TEMPO.CO, Jakarta - Partai Gerindra keberatan dengan pasal santet dalam Revisi Undang-Undang Kitab Undang-Undang Hukum Pidana. "Rumusan itu jelas salah semua, karena dibuat orang yang tidak mengerti santet," kata anggota Dewan Pembina Partai Gerindra Permadi dalam diskusi publik di Jakarta, Selasa, 2 April 2013.
Menurut Permadi, jika undang-undang santet ingin diatur dengan baik, perumusan dan penyusunan UU tersebut harus melibatkan ahli santet. Ia menegaskan ada keganjilan dalam penerapan pasal santet. "Kalau pelaku santet mengaku tanpa diperiksa langsung dihukum 5 tahun. Tidak adil," ujar pria yang juga dikenal sebagai paranormal ini.
Permadi juga menjelaskan bahwa pelaku santet cuma pelaksana. "Siapa yang menyuruh menyantet itu yang harus bertanggung jawab. Tukang santet itu tidak ada kepentingan. Yang menyuruh inilah pelaku utama," ucap dia.

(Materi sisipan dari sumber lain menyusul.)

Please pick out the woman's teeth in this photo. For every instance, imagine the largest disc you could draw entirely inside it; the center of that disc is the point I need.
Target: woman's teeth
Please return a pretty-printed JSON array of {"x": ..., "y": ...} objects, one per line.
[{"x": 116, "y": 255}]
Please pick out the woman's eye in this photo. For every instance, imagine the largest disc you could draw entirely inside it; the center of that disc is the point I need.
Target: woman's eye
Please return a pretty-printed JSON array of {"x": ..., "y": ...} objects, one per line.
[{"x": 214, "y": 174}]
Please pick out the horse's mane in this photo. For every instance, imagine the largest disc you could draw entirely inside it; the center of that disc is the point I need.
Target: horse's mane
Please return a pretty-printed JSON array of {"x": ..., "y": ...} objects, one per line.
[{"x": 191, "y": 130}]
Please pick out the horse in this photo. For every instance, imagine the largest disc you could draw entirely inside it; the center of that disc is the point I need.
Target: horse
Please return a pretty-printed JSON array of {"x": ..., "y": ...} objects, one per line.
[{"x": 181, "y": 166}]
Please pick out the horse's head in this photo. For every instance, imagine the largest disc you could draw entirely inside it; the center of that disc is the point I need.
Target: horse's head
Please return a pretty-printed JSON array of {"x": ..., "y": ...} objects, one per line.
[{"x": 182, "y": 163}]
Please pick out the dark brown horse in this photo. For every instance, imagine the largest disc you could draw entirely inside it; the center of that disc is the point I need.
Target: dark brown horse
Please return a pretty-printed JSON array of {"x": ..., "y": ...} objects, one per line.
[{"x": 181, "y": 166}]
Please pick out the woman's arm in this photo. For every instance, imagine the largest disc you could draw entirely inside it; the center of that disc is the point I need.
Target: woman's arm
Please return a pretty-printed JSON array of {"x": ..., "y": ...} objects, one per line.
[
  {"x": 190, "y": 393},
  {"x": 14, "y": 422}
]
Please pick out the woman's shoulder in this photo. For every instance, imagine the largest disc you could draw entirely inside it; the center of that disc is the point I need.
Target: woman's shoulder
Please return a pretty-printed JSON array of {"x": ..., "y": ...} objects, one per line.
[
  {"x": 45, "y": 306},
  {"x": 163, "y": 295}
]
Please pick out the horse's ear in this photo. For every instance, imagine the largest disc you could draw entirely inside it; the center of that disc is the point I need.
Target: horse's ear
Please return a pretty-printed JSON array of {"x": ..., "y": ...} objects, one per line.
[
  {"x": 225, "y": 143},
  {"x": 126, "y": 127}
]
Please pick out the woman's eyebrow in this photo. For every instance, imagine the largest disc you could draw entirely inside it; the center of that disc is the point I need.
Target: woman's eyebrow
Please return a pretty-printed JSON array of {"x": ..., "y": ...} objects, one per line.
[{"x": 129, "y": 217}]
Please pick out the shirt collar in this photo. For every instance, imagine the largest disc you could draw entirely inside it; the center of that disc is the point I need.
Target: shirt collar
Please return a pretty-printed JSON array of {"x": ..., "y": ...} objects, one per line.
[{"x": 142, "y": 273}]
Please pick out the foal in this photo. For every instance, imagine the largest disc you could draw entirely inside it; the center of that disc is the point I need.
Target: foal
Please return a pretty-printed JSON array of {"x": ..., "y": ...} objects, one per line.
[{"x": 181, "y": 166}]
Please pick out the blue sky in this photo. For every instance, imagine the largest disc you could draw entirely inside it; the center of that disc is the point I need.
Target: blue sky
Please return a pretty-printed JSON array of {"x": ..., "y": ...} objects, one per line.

Pemerintah mengusulkan agar soal penggunaan kekuatan gaib diatur dalam undang-undang. Kementerian Hukum dan Hak Asasi Manusia menuangkan masalah tersebut dalam revisi Pasal 293 RUU KUHP. Pasal 293 RUU KUHP mengatur tentang orang yang memberi bantuan tindak pidana dengan menggunakan kekuatan gaib. Mereka diancam dengan pidana maksimal 5 tahun penjara.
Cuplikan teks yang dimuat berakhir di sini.